Auburn University’s RFID Lab has developed a blockchain platform for retailers who can share their product data across the retail supply chain, with major apparel brands like Nike and Macy’s, along with other brands, participating in a recent trial of the new platform.
According to a study called the Chain Integration Project (CHIP), Nike, Macy’s and other brands ran Hyperledger Fabric nodes on a part of their major supply chains, eventually finding out that the blockchain technology can be a very promising way of sharing data.
In the US, the RFID Lab has been one of the important bases for retailers’ experimenting with emerging technology, such as the blockchain, which made CHIP as the Auburn research institute’s first blockchain project as a result. To date, many retailers have started keeping a track on the movement of their products through RFID tags installed in each and every unit. For instance, Nike products have similar tags that help the company to keep a tab on the movements of its products.

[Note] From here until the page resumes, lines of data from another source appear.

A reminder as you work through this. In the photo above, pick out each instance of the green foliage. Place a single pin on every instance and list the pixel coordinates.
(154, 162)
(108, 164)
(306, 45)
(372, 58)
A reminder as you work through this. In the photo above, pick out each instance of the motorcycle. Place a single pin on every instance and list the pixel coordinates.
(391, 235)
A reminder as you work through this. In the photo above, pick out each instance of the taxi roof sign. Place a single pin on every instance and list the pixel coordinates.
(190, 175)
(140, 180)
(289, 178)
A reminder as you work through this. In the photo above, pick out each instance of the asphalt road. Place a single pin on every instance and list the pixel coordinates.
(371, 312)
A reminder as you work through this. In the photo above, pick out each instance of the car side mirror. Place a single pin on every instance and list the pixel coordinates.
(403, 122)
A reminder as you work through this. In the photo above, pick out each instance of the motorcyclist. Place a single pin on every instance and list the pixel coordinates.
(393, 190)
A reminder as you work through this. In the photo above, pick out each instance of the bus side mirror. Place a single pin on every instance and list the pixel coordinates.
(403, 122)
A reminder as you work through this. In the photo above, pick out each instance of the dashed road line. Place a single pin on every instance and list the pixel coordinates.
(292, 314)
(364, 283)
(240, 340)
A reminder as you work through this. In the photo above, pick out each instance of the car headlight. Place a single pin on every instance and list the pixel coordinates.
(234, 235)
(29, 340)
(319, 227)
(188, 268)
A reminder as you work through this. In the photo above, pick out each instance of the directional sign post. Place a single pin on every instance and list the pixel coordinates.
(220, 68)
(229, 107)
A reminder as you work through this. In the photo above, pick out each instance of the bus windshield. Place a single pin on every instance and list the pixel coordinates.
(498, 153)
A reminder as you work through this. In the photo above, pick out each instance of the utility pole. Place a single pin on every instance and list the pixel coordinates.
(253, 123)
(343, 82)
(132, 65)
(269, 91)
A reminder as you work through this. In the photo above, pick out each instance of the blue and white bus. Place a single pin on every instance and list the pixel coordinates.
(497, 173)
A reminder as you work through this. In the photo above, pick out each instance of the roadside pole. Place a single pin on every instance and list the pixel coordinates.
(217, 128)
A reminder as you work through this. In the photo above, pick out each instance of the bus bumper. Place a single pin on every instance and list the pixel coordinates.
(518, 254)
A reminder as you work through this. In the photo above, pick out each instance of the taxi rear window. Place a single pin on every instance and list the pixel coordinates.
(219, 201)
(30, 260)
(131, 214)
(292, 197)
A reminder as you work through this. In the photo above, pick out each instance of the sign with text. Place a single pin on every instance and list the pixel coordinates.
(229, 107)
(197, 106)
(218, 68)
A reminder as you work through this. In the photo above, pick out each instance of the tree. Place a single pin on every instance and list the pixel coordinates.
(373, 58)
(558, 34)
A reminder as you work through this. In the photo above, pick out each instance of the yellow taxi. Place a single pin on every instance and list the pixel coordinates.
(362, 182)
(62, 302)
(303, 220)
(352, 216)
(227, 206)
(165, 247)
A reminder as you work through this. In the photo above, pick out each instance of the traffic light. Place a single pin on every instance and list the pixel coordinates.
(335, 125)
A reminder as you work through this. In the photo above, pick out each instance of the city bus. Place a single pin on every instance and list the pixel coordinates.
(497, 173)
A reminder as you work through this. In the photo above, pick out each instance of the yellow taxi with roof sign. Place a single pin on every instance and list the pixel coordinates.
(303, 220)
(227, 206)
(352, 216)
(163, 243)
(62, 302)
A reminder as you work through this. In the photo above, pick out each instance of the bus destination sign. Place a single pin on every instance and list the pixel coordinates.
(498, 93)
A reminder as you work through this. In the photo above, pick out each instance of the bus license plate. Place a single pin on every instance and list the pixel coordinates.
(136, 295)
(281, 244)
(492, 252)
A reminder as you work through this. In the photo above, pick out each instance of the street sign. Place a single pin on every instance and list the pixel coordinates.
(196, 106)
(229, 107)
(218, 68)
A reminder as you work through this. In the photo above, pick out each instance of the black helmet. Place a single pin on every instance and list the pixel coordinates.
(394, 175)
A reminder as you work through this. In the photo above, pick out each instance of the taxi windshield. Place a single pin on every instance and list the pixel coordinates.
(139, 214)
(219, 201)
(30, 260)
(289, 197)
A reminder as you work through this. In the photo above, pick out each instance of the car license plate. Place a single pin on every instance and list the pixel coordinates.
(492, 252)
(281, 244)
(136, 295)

In October, IKEA made an entry into the blockchain domain by conducting a transaction with Nordic Store, an Iceland-based retailer, on the Ethereum blockchain. The transaction, which was carried through cloud-based digital B2B spend management platform Tradeshift, was settled through an e-invoice with Monerium’s programmable digital cash.
Last month, Kroger launched a new feature, called Kroger Precision Marketing (KPM), which provides brands and suppliers with more transparent sales attribution. The feature allows brands to view in-store and online sales results attributed to campaigns across Kroger properties.